The copper IUD is more than 99% effective and completely non-hormonal, albeit with some challenges in insertion and adjustment. The difference in weight impact between this and a hormonal IUD appears to be minimal and inconsistent, so you cannot simply assume that either method will prevent normal weight changes, though they don’t seem to exacerbate them.

Again, implants are over 99% effective, but unlike an IUD, implants release a systemic dose of hormone, which has both advantages and disadvantages. There’s a lack of research into implants and weight changes, but as both scientific and anecdotal evidence shows results for weight gain, and weight loss, it appears that other factors, and not the implants themselves, affect weight in individual cases.

Users of Depo-Provera, also known as the Shot (94% effective), tend to gain an extra pound a year when compared to IUD users, and that isn’t the whole story.
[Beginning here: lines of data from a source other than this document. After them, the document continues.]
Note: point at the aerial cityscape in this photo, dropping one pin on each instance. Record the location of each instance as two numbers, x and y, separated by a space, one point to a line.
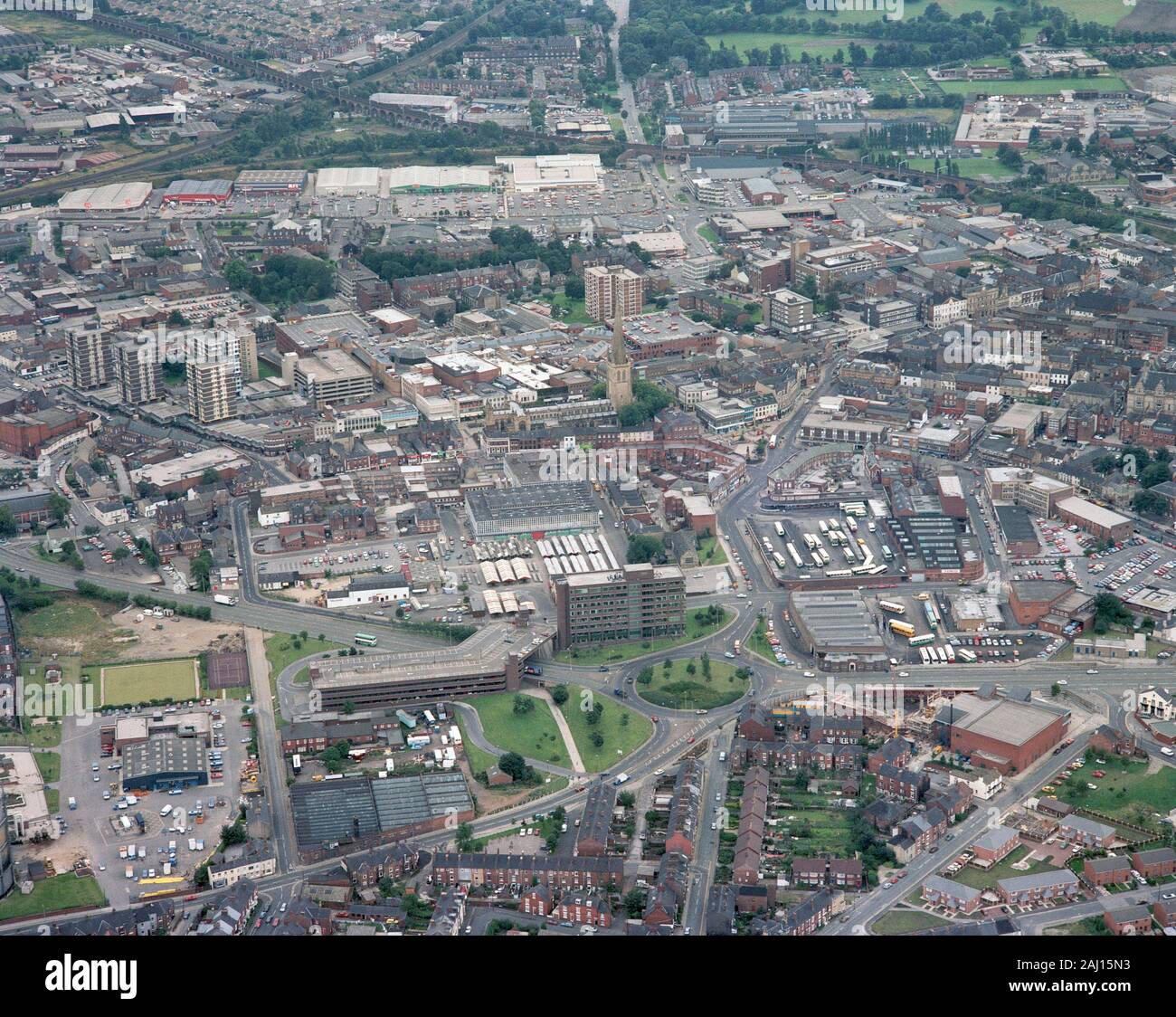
588 468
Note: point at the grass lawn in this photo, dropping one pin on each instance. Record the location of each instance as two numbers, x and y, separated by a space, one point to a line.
70 625
1002 870
1125 793
611 652
965 167
622 729
54 895
823 46
680 690
1034 86
50 765
283 649
151 681
710 552
533 734
898 921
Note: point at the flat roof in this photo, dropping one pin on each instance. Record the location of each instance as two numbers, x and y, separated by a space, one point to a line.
483 652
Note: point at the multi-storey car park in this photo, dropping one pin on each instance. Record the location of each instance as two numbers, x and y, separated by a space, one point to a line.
489 661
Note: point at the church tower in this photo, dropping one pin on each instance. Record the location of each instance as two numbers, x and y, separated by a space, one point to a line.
620 368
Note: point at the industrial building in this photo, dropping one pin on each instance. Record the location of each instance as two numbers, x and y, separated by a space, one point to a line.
486 662
1000 734
109 197
838 628
349 181
164 762
198 192
270 181
532 508
353 813
639 602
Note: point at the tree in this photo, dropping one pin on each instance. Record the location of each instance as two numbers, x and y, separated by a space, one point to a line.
645 548
634 903
465 837
514 765
58 507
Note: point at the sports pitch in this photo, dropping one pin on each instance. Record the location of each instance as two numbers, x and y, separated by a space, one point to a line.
125 684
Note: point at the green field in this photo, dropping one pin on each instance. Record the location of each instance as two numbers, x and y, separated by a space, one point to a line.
533 734
823 46
153 681
1002 870
1127 793
622 729
1035 86
53 895
900 919
50 765
611 652
965 167
479 760
678 689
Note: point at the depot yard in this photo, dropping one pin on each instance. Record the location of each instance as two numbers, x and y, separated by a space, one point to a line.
678 688
156 681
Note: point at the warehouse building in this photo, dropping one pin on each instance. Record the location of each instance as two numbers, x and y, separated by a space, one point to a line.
198 192
1000 734
270 181
639 602
483 663
356 813
110 197
839 629
532 508
164 762
1104 523
349 181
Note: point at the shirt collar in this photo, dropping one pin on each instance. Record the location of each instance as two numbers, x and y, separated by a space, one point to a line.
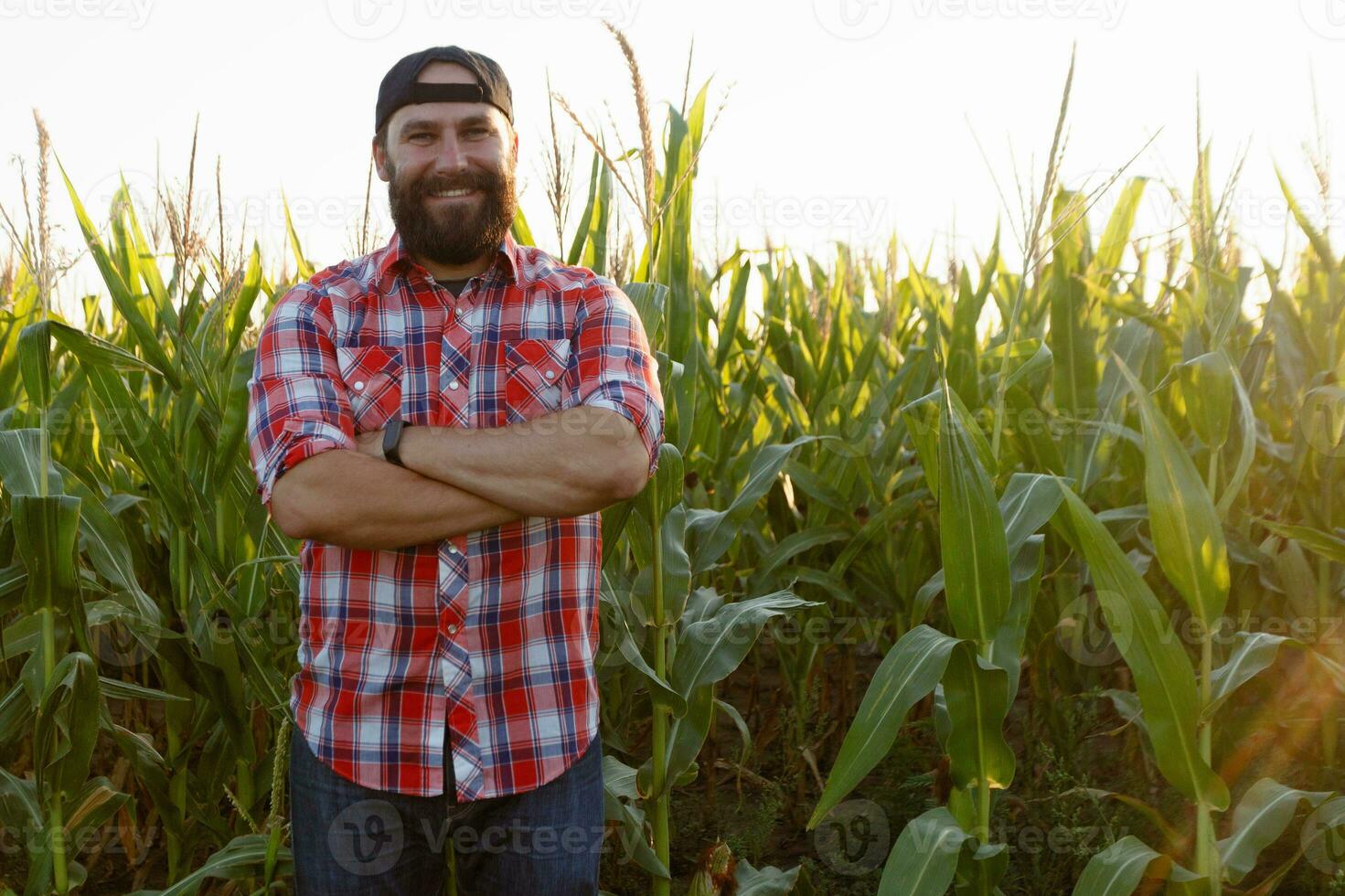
393 259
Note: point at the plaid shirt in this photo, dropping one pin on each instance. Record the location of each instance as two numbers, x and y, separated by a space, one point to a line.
491 634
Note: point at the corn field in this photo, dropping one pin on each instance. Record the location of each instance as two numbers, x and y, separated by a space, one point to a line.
991 579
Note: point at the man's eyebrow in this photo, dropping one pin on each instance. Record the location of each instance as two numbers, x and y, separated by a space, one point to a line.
434 125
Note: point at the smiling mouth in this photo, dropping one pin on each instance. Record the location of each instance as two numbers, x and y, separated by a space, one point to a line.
451 194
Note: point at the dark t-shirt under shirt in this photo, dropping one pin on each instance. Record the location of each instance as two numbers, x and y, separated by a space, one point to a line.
454 285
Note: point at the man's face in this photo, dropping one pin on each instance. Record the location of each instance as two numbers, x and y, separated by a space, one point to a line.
436 148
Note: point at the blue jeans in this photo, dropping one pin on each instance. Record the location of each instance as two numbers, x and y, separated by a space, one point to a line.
348 838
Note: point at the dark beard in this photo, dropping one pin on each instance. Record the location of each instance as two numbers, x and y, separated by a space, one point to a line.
454 236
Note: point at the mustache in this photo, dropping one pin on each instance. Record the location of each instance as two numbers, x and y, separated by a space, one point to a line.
467 182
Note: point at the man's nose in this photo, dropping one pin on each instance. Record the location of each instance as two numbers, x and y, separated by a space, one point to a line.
451 156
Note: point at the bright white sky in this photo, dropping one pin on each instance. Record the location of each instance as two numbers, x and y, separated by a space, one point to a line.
846 119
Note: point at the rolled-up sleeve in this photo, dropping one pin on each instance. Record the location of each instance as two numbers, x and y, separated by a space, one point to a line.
611 364
296 400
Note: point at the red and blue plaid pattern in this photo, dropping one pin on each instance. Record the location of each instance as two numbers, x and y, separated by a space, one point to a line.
491 634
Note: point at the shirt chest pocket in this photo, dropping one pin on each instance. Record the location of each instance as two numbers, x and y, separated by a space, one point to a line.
373 379
534 373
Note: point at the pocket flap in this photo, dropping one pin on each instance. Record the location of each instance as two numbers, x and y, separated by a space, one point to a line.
546 356
368 364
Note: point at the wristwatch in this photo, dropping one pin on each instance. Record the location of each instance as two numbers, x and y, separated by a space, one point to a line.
391 439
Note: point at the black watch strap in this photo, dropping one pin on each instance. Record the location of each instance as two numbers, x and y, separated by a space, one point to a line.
391 440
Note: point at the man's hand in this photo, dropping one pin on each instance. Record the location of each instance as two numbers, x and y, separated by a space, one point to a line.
562 464
370 443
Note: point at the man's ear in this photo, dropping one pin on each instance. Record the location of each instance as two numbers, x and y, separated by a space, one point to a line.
379 160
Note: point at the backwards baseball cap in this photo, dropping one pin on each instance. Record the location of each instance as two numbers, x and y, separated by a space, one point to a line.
400 86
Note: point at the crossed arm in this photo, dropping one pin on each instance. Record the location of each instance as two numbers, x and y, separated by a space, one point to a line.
459 481
325 483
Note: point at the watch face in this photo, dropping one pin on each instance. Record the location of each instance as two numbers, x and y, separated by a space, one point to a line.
391 436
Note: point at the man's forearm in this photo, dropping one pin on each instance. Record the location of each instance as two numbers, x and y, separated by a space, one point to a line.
350 499
564 464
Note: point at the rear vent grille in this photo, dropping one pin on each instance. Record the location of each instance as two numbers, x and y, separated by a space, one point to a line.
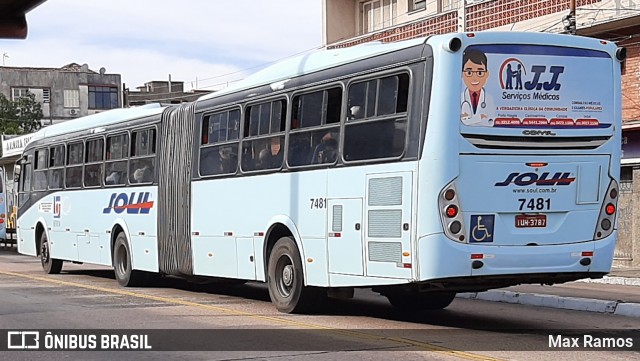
385 252
546 142
385 223
385 191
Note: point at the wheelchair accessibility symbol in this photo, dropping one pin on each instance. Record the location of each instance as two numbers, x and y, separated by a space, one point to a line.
482 228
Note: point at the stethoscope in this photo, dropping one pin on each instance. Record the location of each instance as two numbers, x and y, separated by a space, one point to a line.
483 104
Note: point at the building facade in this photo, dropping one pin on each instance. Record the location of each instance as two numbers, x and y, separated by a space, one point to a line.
68 92
352 22
160 92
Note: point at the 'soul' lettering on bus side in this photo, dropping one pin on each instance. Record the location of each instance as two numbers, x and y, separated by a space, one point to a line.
527 179
139 204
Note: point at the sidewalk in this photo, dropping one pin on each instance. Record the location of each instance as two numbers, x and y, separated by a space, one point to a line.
617 293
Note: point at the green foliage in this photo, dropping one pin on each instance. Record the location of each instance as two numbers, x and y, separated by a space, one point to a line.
21 116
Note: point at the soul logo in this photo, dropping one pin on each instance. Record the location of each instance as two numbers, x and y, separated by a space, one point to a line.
120 202
527 179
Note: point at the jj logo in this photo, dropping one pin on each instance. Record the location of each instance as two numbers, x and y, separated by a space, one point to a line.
513 71
134 204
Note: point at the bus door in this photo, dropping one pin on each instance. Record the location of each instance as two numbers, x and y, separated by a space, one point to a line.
345 236
3 206
388 224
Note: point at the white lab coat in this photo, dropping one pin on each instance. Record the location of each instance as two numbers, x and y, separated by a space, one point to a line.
485 107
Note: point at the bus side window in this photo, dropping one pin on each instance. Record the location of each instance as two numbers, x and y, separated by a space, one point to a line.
312 139
381 132
264 149
56 167
116 163
73 171
40 175
142 161
25 184
93 163
219 149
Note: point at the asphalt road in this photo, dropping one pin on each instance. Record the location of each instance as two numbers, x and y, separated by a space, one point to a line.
239 323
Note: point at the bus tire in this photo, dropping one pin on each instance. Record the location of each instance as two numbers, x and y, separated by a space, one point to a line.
49 265
416 301
125 275
285 279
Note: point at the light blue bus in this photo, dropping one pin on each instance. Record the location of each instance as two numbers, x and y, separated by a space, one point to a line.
4 217
423 168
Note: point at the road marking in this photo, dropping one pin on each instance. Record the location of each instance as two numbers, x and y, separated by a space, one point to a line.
353 333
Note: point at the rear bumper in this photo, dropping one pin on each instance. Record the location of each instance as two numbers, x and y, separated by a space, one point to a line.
445 262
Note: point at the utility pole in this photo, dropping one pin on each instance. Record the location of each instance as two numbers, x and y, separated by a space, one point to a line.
570 26
462 24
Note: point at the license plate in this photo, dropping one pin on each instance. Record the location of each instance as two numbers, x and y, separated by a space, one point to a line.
531 221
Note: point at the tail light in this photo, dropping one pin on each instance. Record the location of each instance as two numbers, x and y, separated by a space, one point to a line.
452 220
607 218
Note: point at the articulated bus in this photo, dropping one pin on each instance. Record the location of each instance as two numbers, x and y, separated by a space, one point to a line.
420 169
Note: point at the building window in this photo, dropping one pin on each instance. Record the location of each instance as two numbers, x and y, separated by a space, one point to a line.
446 5
46 95
19 93
72 99
377 14
103 97
416 5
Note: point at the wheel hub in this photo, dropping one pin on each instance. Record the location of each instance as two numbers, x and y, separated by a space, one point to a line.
287 275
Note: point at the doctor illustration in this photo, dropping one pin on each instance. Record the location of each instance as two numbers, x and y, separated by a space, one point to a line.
477 107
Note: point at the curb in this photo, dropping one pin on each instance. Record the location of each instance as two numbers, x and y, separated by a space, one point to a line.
613 280
552 301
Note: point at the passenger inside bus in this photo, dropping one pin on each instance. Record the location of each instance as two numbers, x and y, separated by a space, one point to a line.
327 150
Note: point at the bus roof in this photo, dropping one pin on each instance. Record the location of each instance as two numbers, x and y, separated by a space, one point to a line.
316 61
97 120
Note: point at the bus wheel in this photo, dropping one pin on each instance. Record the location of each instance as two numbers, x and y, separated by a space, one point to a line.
415 301
50 265
286 280
126 276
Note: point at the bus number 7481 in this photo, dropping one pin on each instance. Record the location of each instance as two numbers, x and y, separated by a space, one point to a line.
318 203
535 204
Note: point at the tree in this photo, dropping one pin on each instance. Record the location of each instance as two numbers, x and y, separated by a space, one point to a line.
21 116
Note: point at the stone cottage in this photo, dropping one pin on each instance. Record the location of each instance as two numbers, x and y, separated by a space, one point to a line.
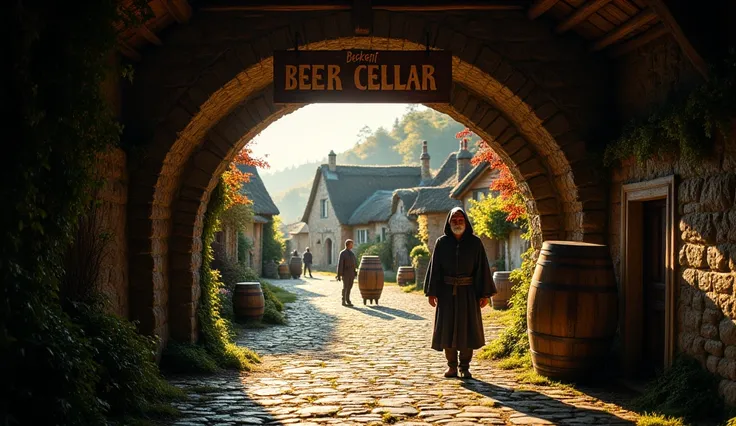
341 205
264 210
474 186
297 237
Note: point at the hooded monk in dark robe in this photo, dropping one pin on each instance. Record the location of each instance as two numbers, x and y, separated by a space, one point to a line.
458 283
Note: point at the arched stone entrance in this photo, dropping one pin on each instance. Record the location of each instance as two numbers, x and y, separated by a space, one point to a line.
535 97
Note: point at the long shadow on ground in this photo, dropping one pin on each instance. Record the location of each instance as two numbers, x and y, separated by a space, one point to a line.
538 405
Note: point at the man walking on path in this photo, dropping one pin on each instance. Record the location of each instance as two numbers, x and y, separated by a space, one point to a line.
458 283
307 259
346 270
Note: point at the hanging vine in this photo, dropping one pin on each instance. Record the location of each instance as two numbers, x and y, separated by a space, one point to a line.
684 126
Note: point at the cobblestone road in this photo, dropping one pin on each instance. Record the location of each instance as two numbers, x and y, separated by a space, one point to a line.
372 364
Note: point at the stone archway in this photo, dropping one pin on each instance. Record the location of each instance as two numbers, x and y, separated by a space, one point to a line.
531 95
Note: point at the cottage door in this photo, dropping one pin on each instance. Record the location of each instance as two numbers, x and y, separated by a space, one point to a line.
653 262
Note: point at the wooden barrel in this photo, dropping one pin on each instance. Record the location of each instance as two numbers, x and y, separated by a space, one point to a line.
284 271
422 264
248 301
295 267
370 278
572 310
500 300
405 275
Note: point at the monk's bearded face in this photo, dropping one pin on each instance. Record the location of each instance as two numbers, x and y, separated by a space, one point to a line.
457 224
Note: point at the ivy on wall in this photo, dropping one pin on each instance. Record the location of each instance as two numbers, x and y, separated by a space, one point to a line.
215 348
685 125
60 363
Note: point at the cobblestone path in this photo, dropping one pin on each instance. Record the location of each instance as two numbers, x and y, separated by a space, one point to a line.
372 365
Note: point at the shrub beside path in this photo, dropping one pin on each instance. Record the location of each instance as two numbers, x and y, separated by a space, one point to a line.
373 365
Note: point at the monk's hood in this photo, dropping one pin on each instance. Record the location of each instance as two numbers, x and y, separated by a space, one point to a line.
468 226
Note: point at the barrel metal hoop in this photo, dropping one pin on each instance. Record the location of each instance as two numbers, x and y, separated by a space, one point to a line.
573 288
576 266
573 340
593 360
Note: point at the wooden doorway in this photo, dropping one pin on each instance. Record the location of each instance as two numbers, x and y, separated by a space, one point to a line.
328 248
648 277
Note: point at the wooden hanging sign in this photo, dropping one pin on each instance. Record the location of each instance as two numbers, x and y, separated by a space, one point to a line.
353 76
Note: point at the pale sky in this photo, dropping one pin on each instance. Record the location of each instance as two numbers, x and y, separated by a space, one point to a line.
312 131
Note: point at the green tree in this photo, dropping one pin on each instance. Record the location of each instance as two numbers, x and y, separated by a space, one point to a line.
273 242
489 219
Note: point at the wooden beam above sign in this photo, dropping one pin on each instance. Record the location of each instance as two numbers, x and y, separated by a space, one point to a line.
336 5
362 17
669 21
581 14
640 40
538 8
644 17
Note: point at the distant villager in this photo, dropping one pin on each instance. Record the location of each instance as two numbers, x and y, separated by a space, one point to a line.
307 258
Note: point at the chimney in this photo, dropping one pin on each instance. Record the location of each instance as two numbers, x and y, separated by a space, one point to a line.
332 161
424 159
463 160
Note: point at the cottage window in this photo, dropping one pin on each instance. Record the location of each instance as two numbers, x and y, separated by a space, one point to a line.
479 194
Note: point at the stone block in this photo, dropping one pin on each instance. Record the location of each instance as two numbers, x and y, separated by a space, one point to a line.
730 352
714 347
727 368
698 300
689 190
727 331
686 341
704 281
711 363
709 331
690 319
712 316
726 303
698 228
693 255
718 192
727 389
689 277
722 282
698 346
686 295
718 258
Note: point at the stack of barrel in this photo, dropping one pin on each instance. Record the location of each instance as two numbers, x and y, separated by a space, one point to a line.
370 278
248 301
405 275
572 310
284 271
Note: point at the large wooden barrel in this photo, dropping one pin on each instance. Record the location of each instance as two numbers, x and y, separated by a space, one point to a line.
405 275
500 300
295 267
284 271
248 301
572 310
370 278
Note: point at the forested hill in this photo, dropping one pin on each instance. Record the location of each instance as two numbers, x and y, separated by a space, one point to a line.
402 144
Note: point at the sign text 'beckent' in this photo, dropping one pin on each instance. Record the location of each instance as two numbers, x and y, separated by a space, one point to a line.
308 76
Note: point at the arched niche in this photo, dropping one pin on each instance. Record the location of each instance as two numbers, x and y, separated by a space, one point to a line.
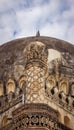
50 82
4 121
10 86
22 82
1 89
67 121
64 86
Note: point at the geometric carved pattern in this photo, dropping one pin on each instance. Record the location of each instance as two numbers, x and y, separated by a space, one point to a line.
34 117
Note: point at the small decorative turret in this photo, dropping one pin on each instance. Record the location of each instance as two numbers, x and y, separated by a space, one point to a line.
38 34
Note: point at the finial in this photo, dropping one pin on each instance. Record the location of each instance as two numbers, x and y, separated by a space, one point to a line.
38 34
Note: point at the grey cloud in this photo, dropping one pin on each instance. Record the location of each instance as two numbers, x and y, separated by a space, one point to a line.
19 18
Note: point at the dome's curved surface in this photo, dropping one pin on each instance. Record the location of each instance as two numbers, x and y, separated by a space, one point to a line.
12 51
37 84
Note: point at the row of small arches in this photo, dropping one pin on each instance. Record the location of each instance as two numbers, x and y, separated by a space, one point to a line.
63 85
11 85
66 120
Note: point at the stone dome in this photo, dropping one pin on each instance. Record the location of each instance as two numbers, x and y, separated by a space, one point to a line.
11 53
37 84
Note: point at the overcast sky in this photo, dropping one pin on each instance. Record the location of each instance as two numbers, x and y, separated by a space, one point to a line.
21 18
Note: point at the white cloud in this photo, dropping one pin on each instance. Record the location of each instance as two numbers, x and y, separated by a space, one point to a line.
24 17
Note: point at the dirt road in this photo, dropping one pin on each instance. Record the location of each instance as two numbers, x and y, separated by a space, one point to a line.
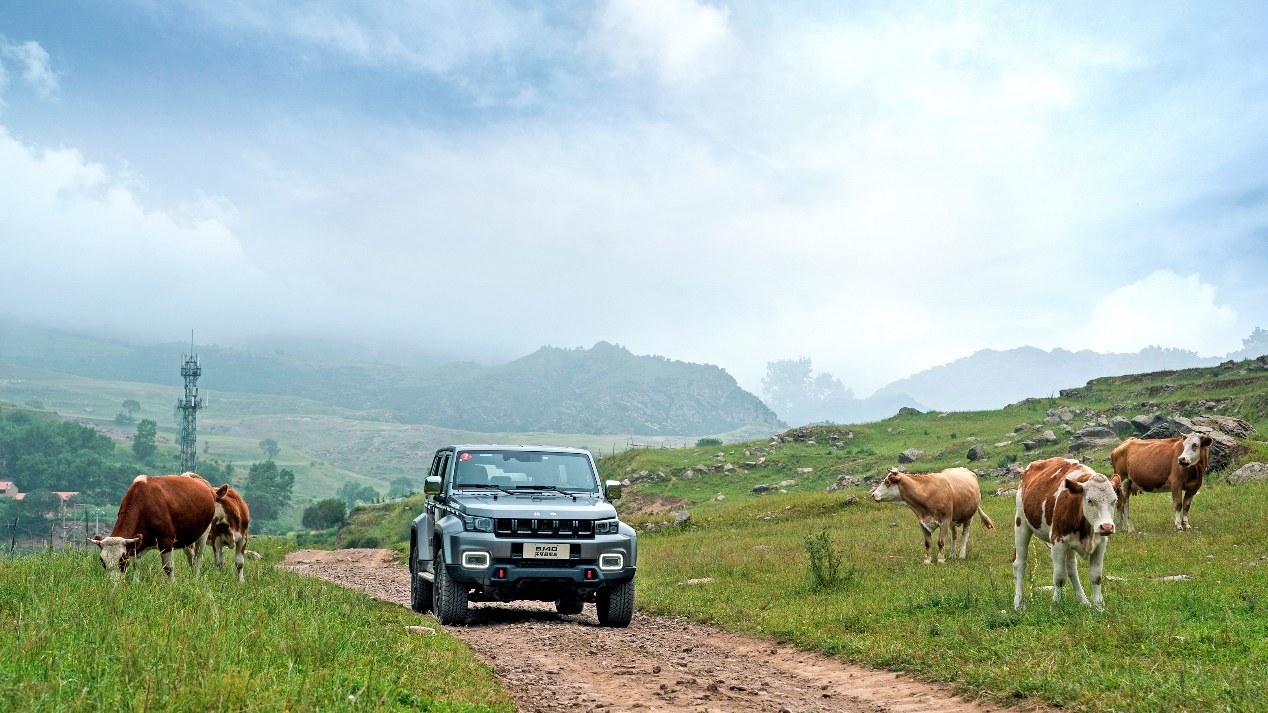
659 664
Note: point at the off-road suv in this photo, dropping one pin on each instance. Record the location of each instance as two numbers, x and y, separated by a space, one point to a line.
505 523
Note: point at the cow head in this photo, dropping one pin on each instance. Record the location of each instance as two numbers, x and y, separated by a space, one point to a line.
886 490
1099 496
1191 453
117 552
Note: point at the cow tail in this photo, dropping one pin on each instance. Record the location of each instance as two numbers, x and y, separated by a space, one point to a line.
985 520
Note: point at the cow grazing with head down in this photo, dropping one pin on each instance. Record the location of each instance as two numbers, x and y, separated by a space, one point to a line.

Some women show signs of extreme, unhealthy weight gain and teenagers who are already overweight may be particularly vulnerable. If you gain five percent of your body weight in the first six months on the Shot, doctors say you are at risk for ongoing, contraception-related weight gain and should consider another method.

Finally, the Pill and related combination contraceptives, such as the Patch or the Ring, are considered 91% effective, and, contrary to popular opinion, the best controlled studies don’t find any effect on weight gain. Other factors, such as ageing, stress, health issues, life changes, and the holidays, seem to be at work in women who claim they’ve gained weight due to these methods, and for every woman who has made this claim, there is approximately another woman elsewhere who has reported losing weight.